The better to see how the final preparations for the attack were developing, General Zimmermann had ordered his command car out on to the Neretva bridge itself and now had it parked exactly in the middle, pulled close in to the right-hand side. Within feet of him clanked and clattered and roared a seemingly endless column of tanks and self-propelled guns and trucks laden with assault troops: as soon as they reached the northern end of the bridge, tanks and guns and trucks fanned out east and west along the banks of the river, to take temporary cover behind the
steep escarpment ahead before launching the final concerted attack.

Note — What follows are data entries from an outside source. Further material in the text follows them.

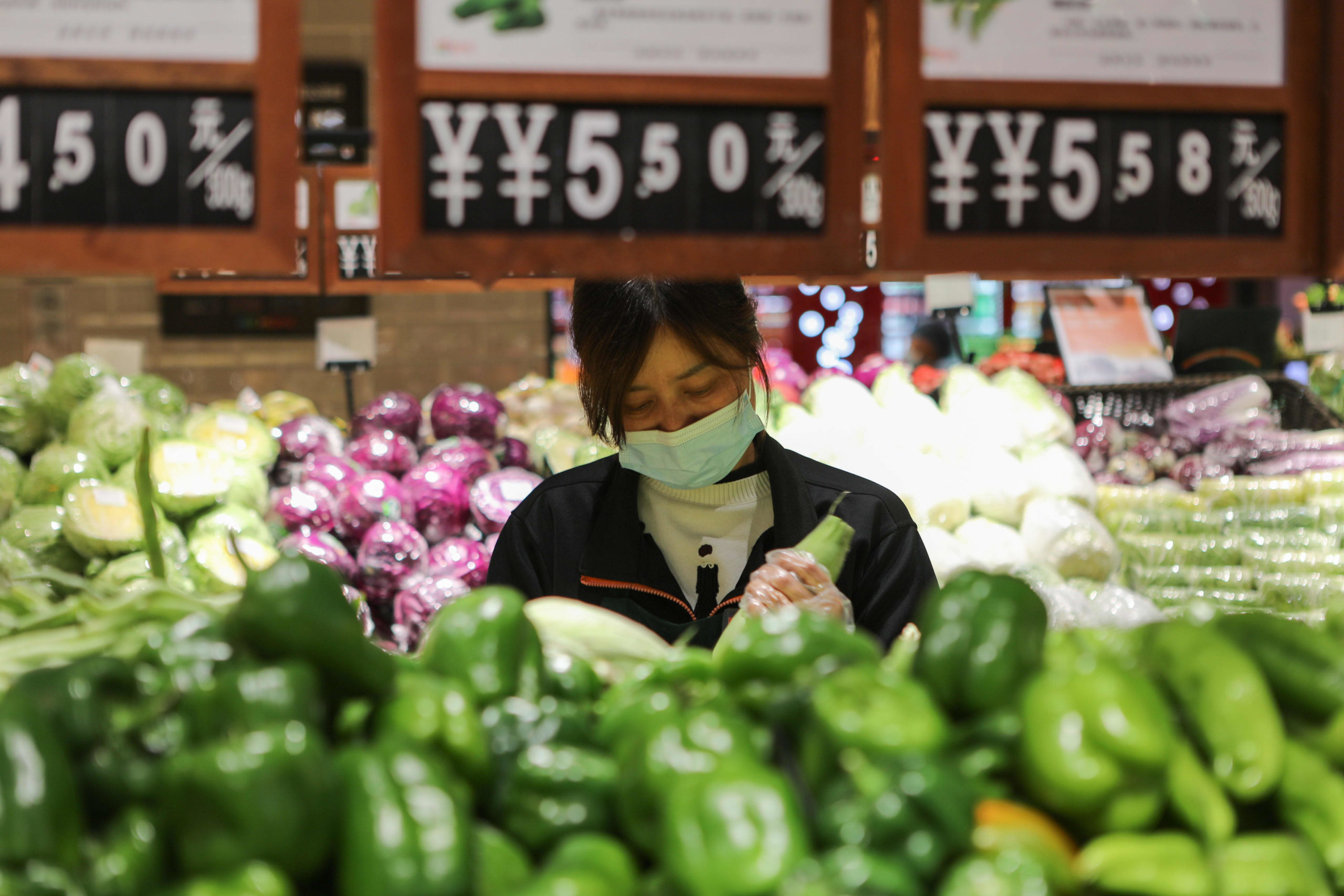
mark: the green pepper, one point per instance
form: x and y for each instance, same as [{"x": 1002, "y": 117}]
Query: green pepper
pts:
[
  {"x": 1311, "y": 801},
  {"x": 553, "y": 792},
  {"x": 771, "y": 660},
  {"x": 588, "y": 864},
  {"x": 253, "y": 698},
  {"x": 980, "y": 640},
  {"x": 1196, "y": 798},
  {"x": 1225, "y": 699},
  {"x": 435, "y": 710},
  {"x": 264, "y": 794},
  {"x": 1096, "y": 742},
  {"x": 296, "y": 609},
  {"x": 78, "y": 699},
  {"x": 734, "y": 832},
  {"x": 1304, "y": 666},
  {"x": 407, "y": 824},
  {"x": 1260, "y": 864},
  {"x": 39, "y": 805},
  {"x": 658, "y": 760},
  {"x": 915, "y": 806},
  {"x": 1004, "y": 875},
  {"x": 130, "y": 861},
  {"x": 253, "y": 879},
  {"x": 1162, "y": 864},
  {"x": 487, "y": 642},
  {"x": 499, "y": 866}
]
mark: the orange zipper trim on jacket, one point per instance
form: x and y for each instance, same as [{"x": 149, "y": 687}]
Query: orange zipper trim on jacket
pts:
[{"x": 634, "y": 586}]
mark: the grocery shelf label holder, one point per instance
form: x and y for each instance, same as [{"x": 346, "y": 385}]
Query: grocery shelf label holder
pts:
[
  {"x": 530, "y": 148},
  {"x": 1150, "y": 171},
  {"x": 144, "y": 138}
]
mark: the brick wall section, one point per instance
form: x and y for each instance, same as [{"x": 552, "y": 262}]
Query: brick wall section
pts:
[{"x": 423, "y": 340}]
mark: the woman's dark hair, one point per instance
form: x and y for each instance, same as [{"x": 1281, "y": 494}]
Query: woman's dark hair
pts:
[{"x": 613, "y": 324}]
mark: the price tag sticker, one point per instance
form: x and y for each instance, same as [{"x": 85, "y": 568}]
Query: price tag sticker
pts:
[
  {"x": 109, "y": 496},
  {"x": 232, "y": 424},
  {"x": 515, "y": 491},
  {"x": 179, "y": 453}
]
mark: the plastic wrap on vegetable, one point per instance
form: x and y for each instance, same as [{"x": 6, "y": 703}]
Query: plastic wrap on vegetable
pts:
[
  {"x": 992, "y": 547},
  {"x": 1146, "y": 578},
  {"x": 1206, "y": 414},
  {"x": 1067, "y": 537},
  {"x": 1160, "y": 549},
  {"x": 1253, "y": 491}
]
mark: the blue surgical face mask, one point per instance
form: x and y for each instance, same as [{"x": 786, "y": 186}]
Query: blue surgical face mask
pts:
[{"x": 698, "y": 455}]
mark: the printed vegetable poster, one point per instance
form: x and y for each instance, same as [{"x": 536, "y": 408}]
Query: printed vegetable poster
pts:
[
  {"x": 1107, "y": 336},
  {"x": 1160, "y": 42},
  {"x": 747, "y": 38}
]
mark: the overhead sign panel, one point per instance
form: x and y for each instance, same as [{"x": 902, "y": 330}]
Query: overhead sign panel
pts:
[{"x": 729, "y": 38}]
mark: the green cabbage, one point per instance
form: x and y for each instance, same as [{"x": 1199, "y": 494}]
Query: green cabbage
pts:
[
  {"x": 159, "y": 395},
  {"x": 102, "y": 520},
  {"x": 215, "y": 568},
  {"x": 73, "y": 379},
  {"x": 38, "y": 532},
  {"x": 57, "y": 468},
  {"x": 239, "y": 436},
  {"x": 109, "y": 424},
  {"x": 11, "y": 480},
  {"x": 236, "y": 519},
  {"x": 188, "y": 477},
  {"x": 23, "y": 424}
]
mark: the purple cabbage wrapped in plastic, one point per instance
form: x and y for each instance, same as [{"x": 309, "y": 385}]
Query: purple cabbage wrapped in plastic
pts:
[
  {"x": 421, "y": 597},
  {"x": 464, "y": 455},
  {"x": 306, "y": 436},
  {"x": 397, "y": 412},
  {"x": 383, "y": 450},
  {"x": 392, "y": 550},
  {"x": 495, "y": 496},
  {"x": 308, "y": 505},
  {"x": 438, "y": 500},
  {"x": 337, "y": 473},
  {"x": 369, "y": 499},
  {"x": 1297, "y": 462},
  {"x": 468, "y": 410},
  {"x": 324, "y": 549},
  {"x": 1208, "y": 414},
  {"x": 463, "y": 558},
  {"x": 512, "y": 452}
]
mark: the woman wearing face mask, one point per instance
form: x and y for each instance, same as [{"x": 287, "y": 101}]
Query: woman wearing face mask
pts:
[{"x": 676, "y": 527}]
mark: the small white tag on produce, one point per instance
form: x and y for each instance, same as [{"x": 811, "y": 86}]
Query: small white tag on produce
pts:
[
  {"x": 232, "y": 424},
  {"x": 108, "y": 496},
  {"x": 179, "y": 453},
  {"x": 515, "y": 491}
]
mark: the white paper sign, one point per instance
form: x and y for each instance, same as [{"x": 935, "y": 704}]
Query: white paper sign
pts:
[
  {"x": 162, "y": 30},
  {"x": 1162, "y": 42},
  {"x": 346, "y": 340},
  {"x": 749, "y": 38}
]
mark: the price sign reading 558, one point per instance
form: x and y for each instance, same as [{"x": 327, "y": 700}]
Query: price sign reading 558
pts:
[{"x": 1070, "y": 172}]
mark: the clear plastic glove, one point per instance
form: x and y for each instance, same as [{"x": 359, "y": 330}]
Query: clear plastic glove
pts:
[{"x": 793, "y": 578}]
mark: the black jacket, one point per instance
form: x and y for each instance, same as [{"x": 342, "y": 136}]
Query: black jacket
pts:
[{"x": 579, "y": 535}]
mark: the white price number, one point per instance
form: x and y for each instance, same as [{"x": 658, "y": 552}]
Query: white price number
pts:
[
  {"x": 14, "y": 170},
  {"x": 588, "y": 154},
  {"x": 75, "y": 154},
  {"x": 1136, "y": 166},
  {"x": 662, "y": 162},
  {"x": 1066, "y": 159}
]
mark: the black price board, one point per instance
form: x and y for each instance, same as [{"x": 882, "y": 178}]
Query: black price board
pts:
[
  {"x": 667, "y": 168},
  {"x": 127, "y": 159},
  {"x": 1026, "y": 171}
]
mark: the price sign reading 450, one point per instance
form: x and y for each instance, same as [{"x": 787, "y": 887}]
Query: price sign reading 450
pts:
[
  {"x": 510, "y": 166},
  {"x": 1072, "y": 172},
  {"x": 78, "y": 157}
]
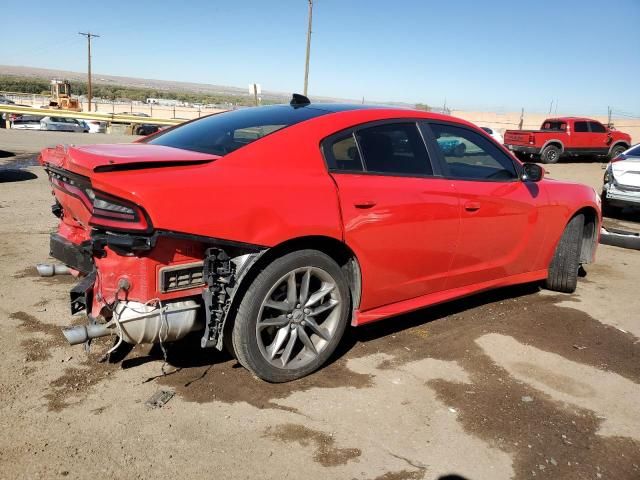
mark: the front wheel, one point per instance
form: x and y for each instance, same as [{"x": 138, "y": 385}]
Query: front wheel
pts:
[
  {"x": 563, "y": 270},
  {"x": 292, "y": 316},
  {"x": 615, "y": 151},
  {"x": 550, "y": 154}
]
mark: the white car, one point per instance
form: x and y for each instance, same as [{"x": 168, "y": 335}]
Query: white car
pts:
[
  {"x": 61, "y": 124},
  {"x": 622, "y": 181},
  {"x": 26, "y": 122},
  {"x": 495, "y": 134},
  {"x": 95, "y": 126}
]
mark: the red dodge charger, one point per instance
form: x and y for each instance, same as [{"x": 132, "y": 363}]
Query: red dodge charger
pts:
[{"x": 270, "y": 229}]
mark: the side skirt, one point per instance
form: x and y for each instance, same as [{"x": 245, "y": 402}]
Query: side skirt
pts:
[{"x": 405, "y": 306}]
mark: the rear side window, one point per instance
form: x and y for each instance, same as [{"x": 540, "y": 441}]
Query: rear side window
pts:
[
  {"x": 471, "y": 156},
  {"x": 226, "y": 132},
  {"x": 556, "y": 126},
  {"x": 581, "y": 127},
  {"x": 344, "y": 155},
  {"x": 395, "y": 148}
]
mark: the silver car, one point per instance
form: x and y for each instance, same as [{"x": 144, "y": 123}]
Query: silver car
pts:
[
  {"x": 61, "y": 124},
  {"x": 622, "y": 181}
]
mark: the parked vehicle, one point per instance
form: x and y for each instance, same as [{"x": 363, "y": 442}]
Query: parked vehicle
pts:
[
  {"x": 272, "y": 229},
  {"x": 622, "y": 182},
  {"x": 135, "y": 114},
  {"x": 62, "y": 124},
  {"x": 27, "y": 122},
  {"x": 494, "y": 134},
  {"x": 144, "y": 129},
  {"x": 94, "y": 126},
  {"x": 567, "y": 136}
]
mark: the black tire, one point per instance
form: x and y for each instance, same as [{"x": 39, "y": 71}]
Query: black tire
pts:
[
  {"x": 244, "y": 335},
  {"x": 550, "y": 154},
  {"x": 563, "y": 270},
  {"x": 615, "y": 151}
]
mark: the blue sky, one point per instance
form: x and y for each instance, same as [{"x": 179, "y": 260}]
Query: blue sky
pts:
[{"x": 486, "y": 55}]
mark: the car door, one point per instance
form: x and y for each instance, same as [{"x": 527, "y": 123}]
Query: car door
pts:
[
  {"x": 400, "y": 220},
  {"x": 581, "y": 138},
  {"x": 500, "y": 228},
  {"x": 599, "y": 137}
]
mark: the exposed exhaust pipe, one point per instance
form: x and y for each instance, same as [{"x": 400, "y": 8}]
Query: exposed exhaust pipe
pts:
[
  {"x": 137, "y": 322},
  {"x": 81, "y": 333}
]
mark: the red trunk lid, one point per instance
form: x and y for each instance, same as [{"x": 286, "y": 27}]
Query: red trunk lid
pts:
[{"x": 88, "y": 159}]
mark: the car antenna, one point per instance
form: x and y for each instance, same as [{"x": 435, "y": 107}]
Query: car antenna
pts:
[{"x": 298, "y": 100}]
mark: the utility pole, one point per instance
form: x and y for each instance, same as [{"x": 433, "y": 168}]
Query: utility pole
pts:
[
  {"x": 306, "y": 65},
  {"x": 89, "y": 35},
  {"x": 521, "y": 119}
]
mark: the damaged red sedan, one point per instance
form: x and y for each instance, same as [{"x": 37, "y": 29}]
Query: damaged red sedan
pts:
[{"x": 271, "y": 229}]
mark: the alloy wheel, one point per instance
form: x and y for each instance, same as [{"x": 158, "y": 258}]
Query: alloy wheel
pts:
[{"x": 298, "y": 317}]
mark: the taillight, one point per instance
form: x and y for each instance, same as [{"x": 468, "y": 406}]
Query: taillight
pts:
[
  {"x": 113, "y": 212},
  {"x": 106, "y": 210}
]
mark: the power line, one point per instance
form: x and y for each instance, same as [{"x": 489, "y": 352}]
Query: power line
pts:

From time to time, Zimmermann raised his binoculars and scanned the skies to the west. A dozen times he imagined he heard the distant thunder of approaching air armadas, a dozen times he deceived himself. Time and again he told himself he was a fool, a prey to useless and fearful imaginings wholly unbecoming to a general in the Wehrmacht: but still this deep feeling of intense unease persisted, still he kept examining the skies to the west. It never once occurred to him, for there was no reason why it should, that he was looking in the wrong direction.